Türkiye’nin sınıra bıraktığı göçmenlere Yunanistan kolluk güçlerince işkence yapıldığı ve özellikle soğuk hava koşullarında kıyafetleri çıkartılarak Türkiye sınırına bırakıldıklarına dikkat çekilen açıklamada, “1 Şubat’ta Yunanistan kolluk güçleri tarafından kıyafetleri alınarak Türkiye sınırına bırakılan 22 göçmenden 19’u donarak yaşamını yitirmiş ve geriye ağır kış koşullarında çırılçıplak kalmış ölü bedenlerin fotoğrafları kalmıştır. İnsan Hakları Bildirgesinin 1. maddesi olan yaşam hakkı, iki devlet sınırında göz göre göre bir kez daha ihlal edilmiştir” denildi. 

‘Türkiye ve Yunanistan insan dışı uygulamalara son versin’

Yaklaşık 1 yıldır her hafta 200 ila 300 mültecinin Yunanistan sınırına Türkiye kolluk güçleri tarafından bırakıldıkları ve sınırı geçmeye zorlandıklarına dikkat çekilen açıklamada, “ Yunanistan kolluk güçlerinin ise göçmenlere işkence ve kötü muamele yaparak geri Türkiye sınırına bıraktığını onlarca tanığın anlatımlarından biliyoruz. Türkiye ve Yunanistan’ın ilgili kurumları bu insanlık dışı uygulamaya son vermek, uluslararası sözleşmelerden doğan yükümlükleri yerine getirmek ve başta can güvenliği olmak üzere insan haklarına riayet etmek zorundadır. Ayrıca Avrupa Birliği ve Birleşmiş Milletlerin, sessiz kaldıkları ve bu uygulamaları teşvik ettikleri için göçmen ölümlerinde siyasi sorumluluğu olduğunu da tekrar vurguluyoruz” ifadeleri yer aldı. 

‘Müsebbibi savaşı halklara fatura eden zihniyettir’
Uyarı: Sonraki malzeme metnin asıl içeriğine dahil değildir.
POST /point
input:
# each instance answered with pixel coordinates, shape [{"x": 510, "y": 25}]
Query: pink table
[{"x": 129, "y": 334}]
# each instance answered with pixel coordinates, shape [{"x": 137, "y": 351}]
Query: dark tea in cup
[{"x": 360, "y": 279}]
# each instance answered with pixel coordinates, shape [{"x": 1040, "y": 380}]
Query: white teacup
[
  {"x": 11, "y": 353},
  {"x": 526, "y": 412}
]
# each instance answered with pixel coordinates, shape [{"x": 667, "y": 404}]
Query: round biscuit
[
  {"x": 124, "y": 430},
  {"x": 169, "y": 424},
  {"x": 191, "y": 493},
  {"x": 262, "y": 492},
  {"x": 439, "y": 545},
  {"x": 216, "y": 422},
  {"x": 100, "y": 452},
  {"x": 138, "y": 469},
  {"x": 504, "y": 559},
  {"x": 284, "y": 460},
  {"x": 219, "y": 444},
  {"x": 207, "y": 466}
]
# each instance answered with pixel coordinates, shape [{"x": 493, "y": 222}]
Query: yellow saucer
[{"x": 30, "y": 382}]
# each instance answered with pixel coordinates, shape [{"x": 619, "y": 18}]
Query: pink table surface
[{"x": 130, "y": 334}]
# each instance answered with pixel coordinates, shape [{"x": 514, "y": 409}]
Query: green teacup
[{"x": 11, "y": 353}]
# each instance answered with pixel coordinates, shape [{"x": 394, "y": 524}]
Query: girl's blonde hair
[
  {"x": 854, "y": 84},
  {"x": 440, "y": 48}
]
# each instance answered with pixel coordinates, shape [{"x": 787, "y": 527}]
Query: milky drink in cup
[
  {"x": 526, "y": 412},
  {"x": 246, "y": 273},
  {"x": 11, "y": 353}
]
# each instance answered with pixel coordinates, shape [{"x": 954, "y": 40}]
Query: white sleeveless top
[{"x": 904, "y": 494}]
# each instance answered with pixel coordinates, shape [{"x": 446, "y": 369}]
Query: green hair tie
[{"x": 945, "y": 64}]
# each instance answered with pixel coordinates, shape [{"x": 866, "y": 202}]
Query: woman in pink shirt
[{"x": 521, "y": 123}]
AKP-MHP’nin uyguladığı savaş politikalarının her geçen gün insanları yerinden yurdundan ettiği ve kitlesel göçlere neden olduğu ifade edilen açıklamanın devamında şöyle denildi: “Savaşın maliyeti Türkiye halklarına fatura edilirken toplumsal gerginlik her geçen gün artıyor. Türkiye halkları mutlak yoksullaşıyor, göçmenler statüsüz kölelik koşullarında yaşamak zorunda bırakılıyor ve hatta ölüme terk ediliyor. İran-Türkiye sınırında donarak ölen göçmenlerin ve İdlib’de çadır kentte donarak ölen bebeklerin müsebbibi  ‘”. BM güvencesi altındaki Mexmûr Mülteci Kampının uçaklarla bombalanması da yine aynı zihniyetin ürünüdür. 

Başta Türkiye ve Yunanistan olmak üzere tüm ilgili bölge ülkelerini ve uluslararası kurumları ölümlere yol açan politikalarını geri çekmeye ve Yunanistan sınırında yaşanan ölümleri durdurmaya çağırıyoruz.”